There were inner doors as well as outer ones. Every­one believed in air locks these days. The inner doors were made of glass. Through them, Gregor could see the few people who were in the library. They were mostly old peo­ple, reading newspapers at long wooden tables. There was a young woman at a little computer desk that served as the card catalogue these days, tapping things onto the keyboard with one hand and wrestling with a baby with the other. The baby was bright and cheerful and determined and strong. He kept getting away and having to be chased after.

Clayton pushed open one of the inner doors and said, “You coming? Or are you asleep on your feet?”

“Both,” Gregor told him. “It’s a good-sized library for a small town.”

“Have you been in here before?”

“Just as far as this vestibule. I poked my head in one of those mornings when I was wandering around, explor­ing.”

“It
is
a good library for a small town,” Clayton said. “The town council did a good job. They raised some money from taxes and some from fund-raisers and then they got a chunk from the state, and they used it wisely, if you ask me, No paying somebody’s second cousin to make a mess of the foundations.”

The young woman behind the checkout desk was not the one Gregor was looking for. For one thing, she was too young. For another, her hair was a bizarre shade of yellow that he had never seen before on anyone, anywhere. She was wearing a big silver cross around her neck on a deli­cate gold chain. So were at least three of the old ladies who were reading newspapers at the long table in the middle of the room. Clayton passed by them all, waving at the young woman behind the desk, whose name appeared to be Tisha. Then he headed for the staircase at the back and started climbing.
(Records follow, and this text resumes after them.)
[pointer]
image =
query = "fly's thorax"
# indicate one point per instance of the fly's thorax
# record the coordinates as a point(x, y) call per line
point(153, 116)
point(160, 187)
“Naomi’s office is on the second floor,” he explained. “That’s because she’s a really big noise with a doctorate in library science and everything. She’s also local, by the way. Doctorate or no doctorate, I don’t think the council would have hired her if she wasn’t local.”

“I knew she was local,” Gregor said. 

Clayton looked as if he wanted to ask Gregor how he knew, but they were at the top of the steps now. There were more stacks up here, and more wooden tables and wooden chairs—but small ones this time, just big enough for one or two people. Gregor followed Clayton to the back of the big room and found himself facing three brown metal doors. One of them was marked MEN. One of them was marked WOMEN. The third was blank.

“Here we are,” Clayton said, knocking on the blank door. He didn’t wait to hear an answering summons. He just opened the door and stuck his head in. “Naomi?”

Naomi was sitting at her desk near the windows. She had her back to the door when Clayton opened it, as if she had been watching the birds in the trees as she waited for their arrival. As soon as she heard the door swing open, she turned. Gregor thought she looked paler and more strained than the first time he had seen her.